Over the past few months, a waterfall of details about how companies handle voice recordings has poured into the news. First, there was news that Amazon hired thousands of contractors to review Alexa commands. Apple and Google were doing the same thing with their voice assistants. Then, more recently, we learned that Facebook and Microsoft had humans transcribing their users’ messages and phone calls. All of this has been a real nightmare for people who care about their privacy.
None of these companies were forthcoming about the fact that they had hired humans might listen to and transcribe what users said to their computers. Unless you’re versed in the basics of machine learning and natural language processing, you probably didn’t realize that human review is still an essential part of developing voice software. It is. Amazon, Apple, Facebook, Google, and Microsoft have all justified this eavesdropping on their users’ voice recording by explaining that it’s essential to improve the artificially intelligent software that makes their products work. It’s very frustrating that these companies have obscured the fact that humans are listening. We can only wonder what else is happening behind the scenes with these data-hoarding gadgets and services.

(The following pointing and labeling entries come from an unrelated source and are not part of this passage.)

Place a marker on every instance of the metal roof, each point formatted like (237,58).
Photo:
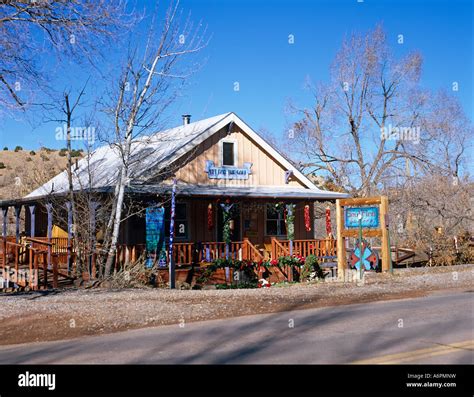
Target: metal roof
(150,154)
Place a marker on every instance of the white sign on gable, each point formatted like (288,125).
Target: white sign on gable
(214,172)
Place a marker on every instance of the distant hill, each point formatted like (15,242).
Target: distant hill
(22,171)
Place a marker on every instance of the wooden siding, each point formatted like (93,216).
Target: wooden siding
(265,170)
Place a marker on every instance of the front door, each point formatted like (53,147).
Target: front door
(236,234)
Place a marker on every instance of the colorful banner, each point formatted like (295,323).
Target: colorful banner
(155,236)
(370,217)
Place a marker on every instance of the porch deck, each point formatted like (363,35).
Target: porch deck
(41,263)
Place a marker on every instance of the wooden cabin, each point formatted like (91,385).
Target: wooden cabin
(217,161)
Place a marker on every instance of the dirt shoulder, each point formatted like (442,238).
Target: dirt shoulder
(41,316)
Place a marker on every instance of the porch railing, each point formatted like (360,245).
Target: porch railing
(184,253)
(320,248)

While the whole situation feels like a big bummer, consider the bright side: If humans are necessary to keep these invasive machines working, at least we know the robot overlords have not yet taken over. We even have a better understanding of what we can do to keep ourselves safe, thanks to the human contractors who blew the whistle and revealed their existence to the world. And there’s still time to rein in the technology with both policy and pressure before things really get out of hand.
This summer’s torrent of revelations about voice assistants and voice user interfaces work is shining some much-needed sunlight onto how this technology works. When Amazon released the Echo in 2014, it was initially unclear what the device’s array of always-on microphones were actually doing. People feared that Echos were recording everything, and privacy advocates have long argued that these so-called smart speakers are simply futuristic forms of wiretapping devices. So far, they haven’t exactly been proven wrong, which is why learning more about the inner workings of the technology is so important.
We are getting a clearer picture of how all these voice-powered products work, typically because some scandal forces companies to reveal details. Like there was that time an Echo misinterpreted some speech, recorded a couple’s entire conversation, and sent the recording to one of their friends. At the very least, Amazon had to explain how wake words worked and alert the public to the fact that its technology doesn’t always work as intended. Google had a similar scuffle with the reality of faulty software, when a Google Home Mini accidentally recorded the life of a tech blogger. Those examples aren’t even including the crazy hacks and attacks that security researchers have come up with.
Now, thanks to this new series of scandals, we know that humans are involved behind the scenes of voice assistants and voice-powered software. We also know a bit more about how imperfect it still is. In some cases, it appears that humans are doing a lot more work in this arena than tech companies and their marketing teams would have you believe. When Google showed off Duplex, a new service that used bots mimicking human voices to make restaurant reservations, it didn’t take long for users to realize that actual humans were sometimes making these calls, as the software slowly improved. Google wanted the world to believe that it invented a robot that could talk on the phone and seem human, but that dream hadn’t yet come true—at least, not entirely.
Knowing that humans are at work transcribing and reviewing people’s speech reveals a similarly failed aspiration. It would have been incredible, five years ago, if Amazon had invented software for a speaker that could listen to you only when you wanted it to listen and could interpret your commands into actions. That’s what the Echo and other smart speakers have promised to do all along. Anyone who’s owned one of these things knows that they’re imperfect and often struggle to understand human speech. If you review your voice commands—something that’s easier to do thanks to some scandals—you’ll see that voice assistants accidentally record stuff all the time. Humans have been behind the scenes trying to make things work better, and companies like Amazon probably hid this fact from the public, because it would have revealed how imperfect the machines still are.
It still sucks for privacy. It’s creepy that a human might have heard anything you’ve said to a voice assistant. For now, some of the companies in question have paused the human review process, presumably until the bad press from all these recent reports blows over. The human process will most likely start back up again, since they’re needed to improve the voice software. At least more people will realize that they’re not necessarily just talking to a computer when they talk to a voice assistant. If the privacy invasion seems too scary, don’t use a voice assistant.
What will be scarier, though, is when the machines can train themselves. The thought of it must have Isaac Asimov rolling over in his grave. For now, if you think about it from the right point of view, it’s encouraging that humans are still part of the equation. It’s enlightening that some of those humans are bold enough to alert the press of their existence and let the world know how the tech companies that employ them are hiding the truth from the users. The computers would never do a thing like that.